Sun-baked Morocco, grappling with its worst drought in decades, has launched a pilot project aimed at slowing water evaporation while simultaneously generating green energy using floating solar panels.
At a major reservoir near the northern city of Tangier, thousands of so-called “floatovoltaic” panels protect the water’s surface from the blazing sun and absorb its light to generate electricity.
Authorities plan to power the neighboring Tanger Med port complex with the resulting energy, and if it proves a success, the technology could have far wider implications for the North African kingdom.
Photo: AFP
Morocco’s water reserves lost the equivalent of more than 600 Olympic-sized swimming pools every day to evaporation between October 2022 and September 2023, according to government data.
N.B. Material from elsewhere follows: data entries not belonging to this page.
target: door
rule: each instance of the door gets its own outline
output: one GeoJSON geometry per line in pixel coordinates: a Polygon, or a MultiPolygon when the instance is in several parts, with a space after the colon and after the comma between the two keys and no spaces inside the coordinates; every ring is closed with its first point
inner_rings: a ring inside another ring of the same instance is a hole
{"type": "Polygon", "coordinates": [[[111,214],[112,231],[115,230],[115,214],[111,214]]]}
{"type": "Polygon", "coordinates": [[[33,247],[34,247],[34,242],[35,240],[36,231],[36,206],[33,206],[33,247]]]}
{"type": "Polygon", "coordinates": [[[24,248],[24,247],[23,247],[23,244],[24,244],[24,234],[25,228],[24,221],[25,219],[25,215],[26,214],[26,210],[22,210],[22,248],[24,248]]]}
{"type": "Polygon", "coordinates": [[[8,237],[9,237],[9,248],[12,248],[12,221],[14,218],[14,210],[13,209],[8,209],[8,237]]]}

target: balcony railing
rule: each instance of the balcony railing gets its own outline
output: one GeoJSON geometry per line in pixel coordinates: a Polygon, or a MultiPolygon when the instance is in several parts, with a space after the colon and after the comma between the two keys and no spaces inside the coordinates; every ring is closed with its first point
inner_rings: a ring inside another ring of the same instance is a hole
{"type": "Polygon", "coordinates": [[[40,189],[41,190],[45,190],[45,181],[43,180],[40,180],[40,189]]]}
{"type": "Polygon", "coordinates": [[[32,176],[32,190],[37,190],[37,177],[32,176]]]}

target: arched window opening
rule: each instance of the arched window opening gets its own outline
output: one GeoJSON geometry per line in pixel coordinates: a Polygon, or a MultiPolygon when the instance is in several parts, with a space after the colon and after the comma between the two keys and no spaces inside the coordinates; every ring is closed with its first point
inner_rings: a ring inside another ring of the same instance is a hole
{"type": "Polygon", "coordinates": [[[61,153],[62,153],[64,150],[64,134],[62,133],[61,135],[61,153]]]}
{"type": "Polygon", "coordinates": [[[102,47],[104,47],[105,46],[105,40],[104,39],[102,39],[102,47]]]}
Over that same period, temperatures averaged 1.8°C higher than normal, meaning water evaporated at a higher rate.
Alongside other factors such as declining rainfall, this has reduced reservoirs nationwide to about one-third of their capacity.
Moroccan Ministry of Equipment, Transport, Logistics and Water official Yassine Wahbi said the Tangier reservoir loses about 3,000 cubic meters a day to evaporation, but that figure more than doubles in the hot summer months.
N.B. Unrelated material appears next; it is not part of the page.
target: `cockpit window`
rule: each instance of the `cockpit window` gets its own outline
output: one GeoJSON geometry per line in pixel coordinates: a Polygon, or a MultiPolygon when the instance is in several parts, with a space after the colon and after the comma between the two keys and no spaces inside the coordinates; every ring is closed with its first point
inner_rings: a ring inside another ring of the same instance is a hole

The floating photovoltaic panels can help cut evaporation by about 30 percent, he said.
The water ministry said the floating panels represent “an important gain in a context of increasingly scarce water resources,” even if the evaporation they stop is, for now, relatively marginal.
Assessment studies are underway for another two similar projects in Oued El Makhazine, at one of Morocco’s largest dams in the north, and in Lalla Takerkoust near Marrakesh.
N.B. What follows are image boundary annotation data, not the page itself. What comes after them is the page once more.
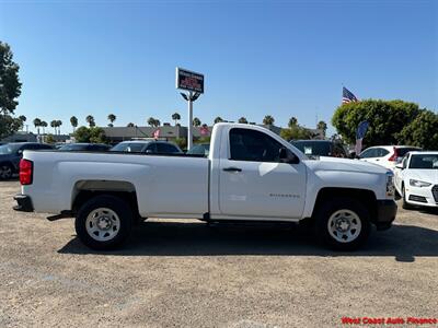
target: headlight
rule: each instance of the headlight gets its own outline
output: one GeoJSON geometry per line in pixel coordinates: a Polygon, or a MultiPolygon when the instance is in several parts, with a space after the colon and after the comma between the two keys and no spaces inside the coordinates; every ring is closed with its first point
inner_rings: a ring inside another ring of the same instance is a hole
{"type": "Polygon", "coordinates": [[[394,175],[391,172],[387,173],[387,196],[394,196],[394,175]]]}
{"type": "Polygon", "coordinates": [[[414,179],[410,179],[410,185],[413,187],[429,187],[429,186],[431,186],[431,184],[429,184],[429,183],[414,180],[414,179]]]}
Similar technology is being tested in France, Indonesia and Thailand, while China already operates some of the world’s largest floating solar farms.
Since the Moroccan pilot program began late last year, more than 400 floating platforms supporting several thousand panels have been installed.
The government wants more, planning to reach 22,000 panels that would cover about 10 hectares at the 123-hectare Tangier reservoir.
Once completed, the system would generate about 13 megawatts of electricity — enough to power the Tanger Med complex — a vast industrial port hub on Morocco’s Mediterranean coast.
Authorities also have plans to plant trees along the banks of the reservoir to reduce winds, which are believed to exacerbate evaporation.
Hassan II University of Casablanca professor of climatology Mohammed-Said Karrouk called it a “pioneering” project.
However, the reservoir is too large and its surface too irregular to be covered completely with floating panels, which could be damaged with fluctuating water levels, he said.
Water reserves fed by rainfall have fallen by nearly 75 percent in the past decade compared with the 1980s, dropping from an annual average of 18 billion cubic meters to only five, official data showed.
Morocco has so far mainly relied on desalination to combat shortages, producing about 320 million cubic meters of potable water a year.
Authorities aim to expand production to 1.7 billion cubic meters yearly by 2030.
Karrouk said an urgent priority should be transferring surplus water from northern dams to regions in central and southern Morocco that are more impacted by the years-long drought.
The kingdom already has a system dubbed the “water highway” — a 67km canal linking the Sebou basin to the capital, Rabat — with plans to expand the network to other dams.